= Null move =

In game theory, a null move or pass is a decision by a player to not make a move when it is that player's turn to move. Even though null moves are against the rules of many games, they are often useful to consider when analyzing these games. Examples of this include the analysis of zugzwang (a situation in chess or other games in which a null move, if it were allowed, would be better than any other move), and the null-move heuristic in game tree analysis (a method of pruning game trees involving making a null move and then searching to a lower depth).

The reason a reduced-depth null move is effective in game tree alpha-beta search reduction is that tactical threats tend to show up very quickly, in just one or two moves. If the opponent has no tactical threats revealed by null move search, the position may be good enough to exceed the best result obtainable in another branch of the tree (i.e. "beta"), so that no further search need be done from the current node, and the result from the null move can be returned as the search value. Even if the null move search value doesn't exceed beta, the returned value may set a higher floor on the valuation of the position than the present alpha, so more cutoffs will occur at descendant sibling nodes from the position.
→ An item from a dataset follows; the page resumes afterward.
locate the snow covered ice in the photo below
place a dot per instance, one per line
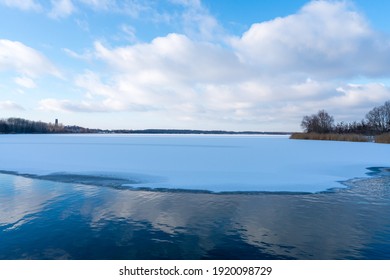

The underlying assumption is that at least some legal move available to the player on move at the node is better than no move at all. In the case of the player on move being in zugzwang, that assumption is false, and the null move result is invalid (in that case, it actually sets a ceiling on the value of the position). Therefore it is necessary to have logic to exclude null moves at nodes in the tree where zugzwang is possible. In chess, zugzwang positions can occur in king and pawn endgames, and sometimes in end games that include other pieces as well.